Download documents from Companies House API

Hi,

I am trying to download a document using companies house API with the following steps:

  1. Get Filing History List
  2. Get Filing History Item
  3. Get document metadata from the url which comes as response from step-2 ---- This step never returns me anything and keep on retrying. – I am using power automate to hit the URLs.

After this step, I am not able to move forward as getting document metadata never returns.

Please suggest where am I doing wrong.

Thanks

Welcome. Downloading documents is something that seems to cause people troubles.
I know nothing about “power automate” - presumably Microsoft Power Automate? So I can’t help you with the details of that but it sounds like you’ve at least managed to connect to Companies House.

It’s not clear exactly the URLs / data you were sending.
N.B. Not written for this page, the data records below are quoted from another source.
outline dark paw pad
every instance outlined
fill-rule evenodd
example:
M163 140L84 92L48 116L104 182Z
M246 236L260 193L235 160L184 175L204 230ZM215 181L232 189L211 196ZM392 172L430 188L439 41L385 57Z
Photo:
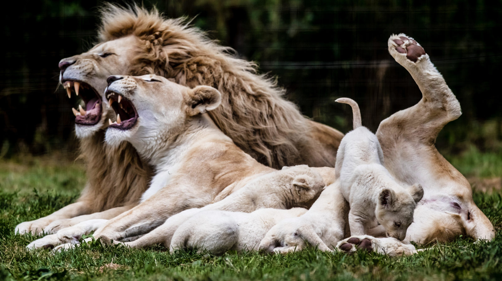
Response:
M361 240L361 243L357 246L357 248L370 252L373 250L373 243L368 239L363 239Z
M417 45L417 41L410 39L404 36L399 37L401 40L395 39L393 41L400 46L403 45L406 41L409 41L410 45L405 46L396 47L396 50L401 54L406 54L406 57L413 62L417 62L418 58L425 54L425 50L423 48Z
M348 243L345 243L340 246L340 249L345 252L348 252L350 251L351 249L352 249L352 245L349 244Z
M361 241L357 237L352 237L349 238L347 240L347 243L350 243L350 244L353 244L354 245L359 245L359 243L361 242Z

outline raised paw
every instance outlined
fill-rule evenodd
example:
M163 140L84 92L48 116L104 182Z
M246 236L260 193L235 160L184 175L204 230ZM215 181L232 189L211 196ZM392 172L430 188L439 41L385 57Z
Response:
M426 55L425 51L420 44L403 33L391 36L388 44L389 52L396 60L398 59L395 56L396 52L405 54L406 58L413 62L417 62L420 57Z
M354 236L343 239L338 243L336 248L339 251L350 252L358 249L368 252L373 251L373 242L371 236L367 235Z

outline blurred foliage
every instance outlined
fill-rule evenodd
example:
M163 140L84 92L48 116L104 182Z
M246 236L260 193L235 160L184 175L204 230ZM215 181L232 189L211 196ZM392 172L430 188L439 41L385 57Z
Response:
M57 64L95 40L100 1L5 4L0 65L0 157L73 151L73 115ZM130 2L118 2L127 5ZM489 4L488 4L489 3ZM337 97L359 103L363 124L415 103L420 91L392 60L387 40L404 32L423 46L463 112L438 146L457 154L500 146L499 65L502 2L404 0L146 1L169 17L187 16L211 38L277 76L287 98L307 116L342 131L351 113Z

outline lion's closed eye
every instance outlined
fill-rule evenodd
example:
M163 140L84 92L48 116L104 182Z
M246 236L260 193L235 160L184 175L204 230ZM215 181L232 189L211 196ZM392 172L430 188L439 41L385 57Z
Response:
M107 57L108 56L110 56L111 55L114 55L114 54L113 54L113 53L107 52L107 53L103 53L103 54L101 54L101 55L99 55L99 56L101 57L101 58L106 58L106 57Z

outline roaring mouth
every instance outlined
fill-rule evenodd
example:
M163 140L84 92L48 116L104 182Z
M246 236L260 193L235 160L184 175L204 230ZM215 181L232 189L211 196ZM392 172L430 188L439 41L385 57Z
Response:
M111 106L117 113L116 121L112 122L111 119L108 119L110 124L109 127L122 130L132 128L136 123L138 116L138 111L133 103L119 94L111 91L107 91L105 94L108 99L108 106Z
M88 84L76 80L65 80L63 86L66 89L68 97L71 97L72 89L76 95L80 95L85 104L85 109L78 106L78 110L72 108L75 115L75 122L81 125L95 125L101 119L103 110L101 106L101 96Z

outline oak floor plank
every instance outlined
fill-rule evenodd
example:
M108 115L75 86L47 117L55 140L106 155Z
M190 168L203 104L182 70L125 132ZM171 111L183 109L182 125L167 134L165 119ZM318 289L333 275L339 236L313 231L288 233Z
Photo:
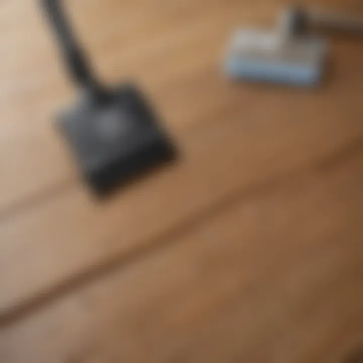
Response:
M101 205L77 183L60 184L0 220L0 316L152 246L233 193L360 142L363 52L346 40L335 52L334 80L313 92L229 84L213 63L168 86L177 99L165 86L175 114L193 123L173 131L182 151L176 165ZM62 164L52 167L67 174Z
M360 115L347 118L345 109L333 109L328 94L314 96L320 102L313 103L312 96L266 93L264 107L256 104L255 95L246 95L246 104L219 110L180 135L183 155L177 165L111 200L100 204L84 189L71 188L3 220L0 316L90 269L152 246L241 190L314 167L361 143ZM293 106L285 105L289 99ZM349 100L356 101L354 96Z
M363 336L362 183L360 148L236 198L3 326L2 361L343 361Z
M105 81L135 79L172 132L195 121L185 111L187 104L194 103L196 111L205 112L205 103L194 102L195 94L179 103L175 84L187 78L192 88L193 75L220 62L225 38L240 18L236 11L240 5L216 1L66 3ZM75 183L74 166L52 122L75 91L39 5L19 0L0 7L0 212L6 212L44 190ZM253 13L246 12L244 18Z

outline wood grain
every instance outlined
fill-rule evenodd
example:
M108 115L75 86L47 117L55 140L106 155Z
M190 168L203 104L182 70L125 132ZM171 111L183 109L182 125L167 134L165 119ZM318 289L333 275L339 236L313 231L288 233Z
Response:
M5 362L342 361L363 336L363 151L236 198L0 334Z
M66 1L105 81L180 150L103 202L52 117L76 90L39 7L0 2L0 362L326 362L363 343L363 43L321 88L233 84L284 0ZM356 0L304 4L363 14Z
M195 43L193 37L188 38L194 44L190 50L195 51L193 47L198 44L205 52L191 57L194 60L190 64L174 60L174 69L184 69L182 73L186 75L173 78L169 74L167 78L171 80L161 83L159 95L154 96L160 97L157 103L161 105L162 113L170 116L166 117L168 125L182 150L177 165L99 204L76 183L64 181L69 177L71 168L65 157L64 163L54 157L51 149L59 147L60 151L60 144L53 146L55 136L50 136L49 127L43 124L40 126L42 132L38 133L36 125L40 124L35 123L29 127L32 133L24 134L24 139L17 138L19 134L15 131L15 139L8 135L10 141L5 145L10 155L12 150L20 147L17 150L22 155L28 154L45 174L35 172L31 167L18 167L27 164L28 159L21 155L6 159L0 154L15 170L15 173L6 173L10 179L0 189L12 187L9 194L2 196L7 199L13 192L24 195L21 189L31 185L43 193L42 198L16 208L19 213L3 215L0 224L2 318L16 315L24 307L32 306L50 292L62 290L93 271L152 248L159 238L172 235L234 194L256 183L268 184L300 169L314 168L322 159L360 142L361 44L356 40L337 40L334 79L313 92L230 84L221 74L215 58L220 50L218 42L238 9L233 2L227 4L223 7L213 2L210 12L202 16L201 24L210 31L201 34L208 41L200 44L202 38L198 36L202 35L198 32ZM205 7L201 4L194 10L201 12ZM259 5L251 9L257 12ZM199 23L198 26L201 26ZM184 68L186 64L189 66ZM145 83L147 88L147 82ZM42 92L40 103L34 107L44 105L46 99ZM43 138L47 145L39 147L39 140L28 143L30 135ZM42 163L48 162L49 167L43 167ZM29 175L27 178L22 173L24 170L28 170L32 178ZM54 178L51 183L49 179L43 183L45 174ZM15 175L19 184L13 183Z

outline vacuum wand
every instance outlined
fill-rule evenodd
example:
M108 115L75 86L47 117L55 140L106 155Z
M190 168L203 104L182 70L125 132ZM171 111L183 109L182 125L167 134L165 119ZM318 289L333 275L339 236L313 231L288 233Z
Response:
M76 40L63 13L59 0L42 0L53 31L62 49L72 78L76 83L98 96L101 87L96 81L85 53Z

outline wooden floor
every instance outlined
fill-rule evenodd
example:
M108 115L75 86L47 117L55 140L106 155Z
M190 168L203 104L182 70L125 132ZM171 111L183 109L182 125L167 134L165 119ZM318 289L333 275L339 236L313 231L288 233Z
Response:
M38 2L0 2L0 362L350 361L363 41L331 38L318 89L236 84L231 32L283 1L65 2L102 79L135 80L182 157L96 200L52 123L75 91Z

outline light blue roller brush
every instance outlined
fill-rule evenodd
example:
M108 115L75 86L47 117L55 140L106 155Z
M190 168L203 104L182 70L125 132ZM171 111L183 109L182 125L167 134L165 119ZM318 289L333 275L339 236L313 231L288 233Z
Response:
M360 20L290 9L284 12L274 32L237 32L228 49L226 73L232 78L250 81L318 85L324 76L327 44L319 37L306 35L308 26L317 25L363 33Z

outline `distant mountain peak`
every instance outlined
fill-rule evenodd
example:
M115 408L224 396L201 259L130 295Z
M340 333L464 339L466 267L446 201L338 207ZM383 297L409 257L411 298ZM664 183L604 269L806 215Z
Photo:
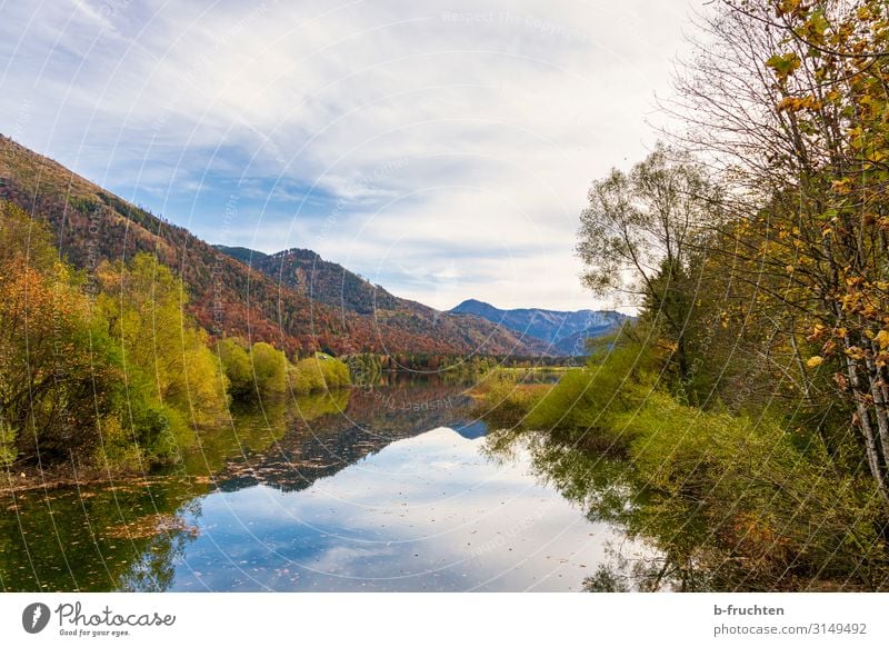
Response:
M536 338L556 355L583 355L588 339L611 335L627 319L613 310L547 310L513 308L501 310L478 299L467 299L450 310L455 315L472 315L517 332L522 338Z

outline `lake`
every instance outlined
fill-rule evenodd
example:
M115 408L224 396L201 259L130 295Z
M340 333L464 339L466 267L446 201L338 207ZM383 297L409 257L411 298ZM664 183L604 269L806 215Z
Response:
M657 563L613 521L620 464L489 434L459 384L389 381L236 411L166 474L6 496L0 588L577 591Z

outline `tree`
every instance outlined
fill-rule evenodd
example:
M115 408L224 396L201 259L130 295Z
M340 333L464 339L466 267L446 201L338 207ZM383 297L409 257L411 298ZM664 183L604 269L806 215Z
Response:
M877 0L723 2L673 106L681 139L737 187L723 267L768 301L756 310L796 356L786 377L810 398L832 375L887 504L888 14Z
M258 397L282 394L287 387L287 356L270 344L258 341L250 348L252 378Z
M220 339L216 344L216 352L228 378L229 395L236 400L253 396L253 367L250 365L247 341L230 337Z
M186 313L182 281L149 253L104 262L97 278L97 307L121 354L134 431L151 429L146 445L166 444L174 454L189 426L217 422L226 409L226 378L207 332Z
M0 454L88 459L119 401L119 366L47 228L0 202Z
M663 145L629 173L593 182L580 216L577 251L583 282L597 296L622 292L643 305L675 340L680 380L688 378L686 327L699 232L718 200L701 165Z

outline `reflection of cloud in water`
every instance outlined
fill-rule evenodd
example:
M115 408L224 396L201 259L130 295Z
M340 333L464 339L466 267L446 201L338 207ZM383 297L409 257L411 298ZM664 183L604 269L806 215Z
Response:
M627 540L541 485L525 452L496 465L481 442L439 428L300 491L212 494L173 588L578 590Z

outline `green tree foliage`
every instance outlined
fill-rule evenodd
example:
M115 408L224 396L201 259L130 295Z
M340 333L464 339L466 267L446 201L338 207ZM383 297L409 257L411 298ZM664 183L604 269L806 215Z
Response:
M253 368L250 364L249 346L240 338L224 338L216 344L216 352L229 384L229 395L236 400L254 395Z
M172 457L193 427L226 409L226 378L207 334L186 313L182 282L148 255L97 270L97 309L124 369L129 422L141 447Z
M597 296L628 295L676 340L673 359L688 379L686 328L689 288L700 231L719 217L719 201L703 167L688 153L658 145L629 173L612 169L593 182L580 216L577 251L583 282Z
M299 360L288 371L288 382L294 394L310 394L347 387L351 384L349 367L323 352Z
M253 387L259 397L282 394L287 388L287 357L270 344L259 341L250 348Z
M4 462L79 459L100 445L102 419L118 407L117 357L46 228L8 202L0 210Z

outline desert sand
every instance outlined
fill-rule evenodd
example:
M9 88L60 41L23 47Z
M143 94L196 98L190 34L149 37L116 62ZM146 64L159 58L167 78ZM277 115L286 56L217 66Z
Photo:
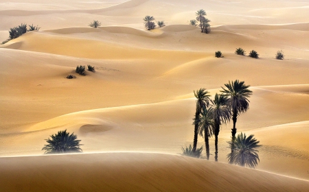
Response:
M189 25L199 9L210 34ZM55 190L67 190L65 181L73 191L309 190L308 12L300 0L0 0L0 41L21 23L41 27L0 45L1 187L49 191L65 169ZM146 15L167 26L145 29ZM102 26L89 27L93 20ZM88 64L96 72L75 73ZM262 145L257 170L227 164L231 123L219 163L214 138L209 161L179 156L193 141L193 91L214 96L237 79L253 91L236 125ZM65 129L83 154L43 155L45 139Z

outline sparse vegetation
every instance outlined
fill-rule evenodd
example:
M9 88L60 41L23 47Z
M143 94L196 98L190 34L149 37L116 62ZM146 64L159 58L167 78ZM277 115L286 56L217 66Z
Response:
M244 56L246 55L246 51L242 48L239 47L238 49L236 49L236 51L235 51L235 53L240 56Z
M165 26L165 23L164 22L164 21L157 21L157 24L158 25L159 27Z
M215 53L215 56L216 56L216 58L222 58L222 53L221 53L221 51L216 51L216 53Z
M229 147L233 145L234 152L227 154L229 161L231 164L239 165L240 166L255 168L258 165L258 160L260 161L257 148L262 145L258 145L260 141L253 138L251 134L247 137L246 134L242 132L237 136L236 139L232 143L228 142Z
M94 67L91 66L90 64L88 65L88 71L90 71L91 72L95 73L95 69Z
M76 77L75 75L68 75L67 76L67 79L71 80L71 79L75 79L75 78L76 78Z
M45 145L42 150L45 150L44 154L63 154L76 153L82 152L80 146L80 140L77 140L77 135L67 132L67 130L59 131L54 135L51 135L48 139L45 139L47 145Z
M76 70L75 71L75 72L80 74L80 75L86 75L85 69L86 67L84 66L78 66L76 67Z
M93 28L97 28L97 27L101 26L101 23L100 23L100 21L98 21L93 20L93 21L92 21L91 23L89 23L89 26L93 27Z
M251 51L250 51L249 53L249 57L253 58L259 58L259 54L258 54L258 52L252 50Z
M193 150L192 146L189 145L189 147L185 147L185 149L182 147L183 150L183 156L191 156L194 158L201 158L202 152L203 152L203 146L201 148L198 148L196 150Z
M276 59L283 60L284 58L284 55L282 50L277 51Z

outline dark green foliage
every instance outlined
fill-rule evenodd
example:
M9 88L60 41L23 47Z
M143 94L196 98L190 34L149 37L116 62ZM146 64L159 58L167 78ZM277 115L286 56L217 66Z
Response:
M73 75L69 75L67 76L67 79L75 79L75 78L76 78L76 77Z
M165 26L165 23L164 22L164 21L157 21L157 24L158 24L159 27Z
M246 51L242 48L239 47L238 49L236 49L236 51L235 51L235 53L240 56L244 56L246 55Z
M195 19L190 20L190 25L191 25L196 26L197 25L196 23L197 23L197 21L195 20Z
M258 54L257 51L252 50L251 51L250 51L249 57L251 57L253 58L258 58L259 54Z
M38 29L41 29L41 27L38 27L38 25L36 26L34 26L33 24L31 25L28 25L29 26L29 29L28 32L31 32L31 31L38 31Z
M216 53L215 53L215 56L216 56L216 58L222 58L222 53L221 53L221 51L216 51Z
M277 60L283 60L284 58L284 55L283 53L282 50L277 51L276 59Z
M93 27L93 28L97 28L98 27L101 26L101 23L100 23L100 21L98 21L93 20L93 22L89 23L89 26Z
M209 97L208 95L209 92L206 91L205 88L201 88L197 90L196 92L194 91L194 96L196 97L196 108L195 112L195 117L193 122L194 125L194 138L193 139L193 150L195 151L196 149L198 136L198 123L200 122L200 114L202 110L206 108L209 104Z
M91 72L95 73L95 69L94 67L92 67L90 64L88 64L88 71L90 71Z
M196 150L193 150L192 147L189 145L189 148L186 146L185 149L181 147L183 150L183 156L191 156L194 158L201 158L203 151L203 146L201 148L198 148Z
M258 165L258 160L260 162L259 155L256 149L262 145L258 145L260 141L253 138L251 134L247 137L246 134L242 132L237 136L233 143L227 142L229 147L234 147L233 153L227 154L229 162L231 164L239 165L240 166L255 168ZM232 145L233 144L233 145Z
M86 75L86 71L85 71L86 67L84 66L78 66L76 67L76 70L75 71L75 73L80 74L80 75Z
M47 145L45 145L42 150L45 150L44 154L63 154L82 152L80 146L80 140L77 140L77 136L72 133L67 132L67 130L59 131L58 134L51 135L48 139L45 139Z

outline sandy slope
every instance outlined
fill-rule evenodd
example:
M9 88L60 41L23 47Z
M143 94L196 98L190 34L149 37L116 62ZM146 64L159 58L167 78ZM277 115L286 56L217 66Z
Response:
M28 32L0 45L0 156L41 155L44 139L64 129L78 135L84 152L176 154L181 152L181 147L192 142L193 90L205 87L214 95L229 80L239 79L251 86L253 95L250 98L250 109L238 120L238 132L254 134L263 145L258 169L308 180L308 3L297 0L280 1L280 4L277 1L194 1L119 0L90 3L53 0L35 3L30 0L0 1L2 40L7 38L10 27L21 23L42 27L39 32ZM209 34L203 34L199 29L187 25L187 21L194 19L194 12L201 8L206 10L207 17L213 21L211 25L218 25L211 28ZM147 14L167 21L168 26L145 30L141 18ZM98 29L87 27L93 19L100 21L102 26ZM240 47L247 53L256 50L260 58L234 54L235 49ZM224 58L214 57L218 50L222 51ZM278 50L284 51L284 60L274 58ZM96 73L87 71L84 77L76 75L76 79L65 78L74 74L77 65L87 64L95 66ZM230 139L231 128L231 123L223 125L219 135L220 162L227 162L229 149L226 141ZM202 145L200 137L198 145ZM213 138L210 145L213 154ZM126 156L127 163L137 160L145 165L153 163L150 154L113 155L80 156L80 162L76 163L93 157L93 165L104 169L104 162L97 160L107 158L117 162L110 168L112 170L117 169L118 163L123 163L122 156ZM143 157L136 156L139 155ZM170 163L168 165L188 166L187 163L193 160L198 166L206 166L202 160L153 156L159 162ZM65 162L63 166L73 161L72 157L76 156L60 156ZM5 158L0 161L11 169L19 160L41 163L58 157ZM11 160L14 163L10 165ZM29 166L34 166L30 162L27 163ZM231 173L238 169L211 162L207 164L211 167L225 167ZM140 190L150 184L168 187L165 182L163 185L149 182L157 179L148 174L157 167L146 165L150 169L136 176L137 179L150 176L144 184L137 186L137 183L128 182L124 186L130 184ZM115 174L134 175L130 169L136 169L135 166L135 163L126 164L122 167L128 169L128 172L116 171ZM87 166L81 167L76 171L84 171ZM218 167L220 170L218 177L227 176L222 167ZM44 169L38 171L50 170ZM164 169L155 176L172 176L181 172L180 169L174 173L166 167ZM199 171L196 174L204 176L208 171L205 170L208 169L196 170ZM238 177L247 178L253 171L239 171ZM254 173L259 179L255 178L251 182L275 178L274 186L291 187L286 191L297 187L284 185L296 184L297 180L290 182L288 178ZM196 177L191 171L185 173L190 176L187 179ZM98 176L101 175L95 173L95 176ZM45 176L37 179L45 180ZM183 184L183 178L179 179L175 183ZM201 184L204 179L198 180L198 187L206 187ZM222 186L233 183L229 182L232 177L226 180ZM87 181L82 182L80 189ZM113 183L98 182L94 181L93 190L100 184ZM216 178L214 182L218 184ZM253 187L257 191L271 191L273 189L269 183L263 182L260 187ZM207 186L212 187L211 184ZM64 188L58 190L66 187L61 186ZM242 185L243 190L251 187Z
M0 163L0 184L7 191L306 191L309 188L307 181L166 154L1 158ZM62 171L58 174L55 170ZM16 180L19 184L11 184Z

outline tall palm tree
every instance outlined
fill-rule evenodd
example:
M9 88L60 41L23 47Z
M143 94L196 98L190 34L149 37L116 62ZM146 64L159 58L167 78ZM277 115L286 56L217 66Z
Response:
M226 124L231 117L231 110L228 106L227 97L223 95L216 93L214 100L211 100L209 110L212 115L212 119L214 123L214 135L215 135L215 160L218 161L218 136L220 132L220 126L221 124Z
M194 138L193 140L193 149L195 152L196 149L196 145L198 136L198 123L200 121L199 117L202 110L206 108L209 104L210 95L207 95L209 93L205 88L201 88L197 90L196 92L194 91L194 96L196 97L196 108L195 112L195 117L194 119L193 124L194 125Z
M242 132L237 136L234 143L228 142L229 147L234 145L234 152L227 154L229 161L231 164L239 165L240 166L255 168L258 165L258 160L260 161L257 148L262 145L258 145L260 141L253 138L251 134L247 138L246 134Z
M42 150L46 150L45 154L72 153L82 152L80 146L80 140L77 140L77 136L67 132L67 130L59 131L58 134L51 135L52 139L45 139L47 145L45 145Z
M147 28L147 29L150 29L150 27L151 27L152 25L154 24L154 23L152 22L155 19L152 16L145 16L145 17L143 19L144 20L144 25L145 25L145 27ZM153 23L153 24L152 24Z
M196 20L200 21L200 27L201 29L202 30L202 33L203 33L203 21L204 21L205 19L205 16L206 15L206 12L204 10L198 10L195 14L196 15Z
M228 97L229 105L232 113L233 129L231 130L232 146L231 152L233 153L233 143L235 141L235 135L237 132L237 117L241 112L246 112L249 109L250 101L248 98L252 95L252 91L248 89L249 85L245 85L244 82L240 82L238 80L231 82L229 81L229 83L225 85L225 88L221 87L223 89L221 92Z
M198 123L199 132L203 136L204 132L205 145L206 147L206 157L209 159L209 138L214 134L214 123L212 119L212 115L206 108L204 108L200 115L200 121Z

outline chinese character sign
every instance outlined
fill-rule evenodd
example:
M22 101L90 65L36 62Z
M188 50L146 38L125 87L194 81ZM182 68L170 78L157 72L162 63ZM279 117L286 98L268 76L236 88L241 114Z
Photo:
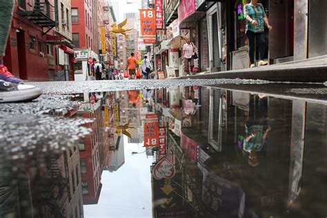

It is sometimes helpful to know this when trying to understand an issue with a web service / REST API. You can always obscure some of the details!

Your problem may be due to the fact that the document metadata (and indeed document data) is on a different host (“document-api.company-information.service.gov.uk” vs. “api.company-information.service.gov.uk”). Also in the past you might see slightly different hosts listed in the returned data. They should still work fine. However I can’t tell what you actually sent so I don’t know.

A quick step through of what I guess you’re doing:

  1. Get Filing History List - you make a request to https://api.company-information.service.gov.uk/company/{company_number}/filing-history (substitute the appropriate {company_number}) as described in the Filing History List Docs.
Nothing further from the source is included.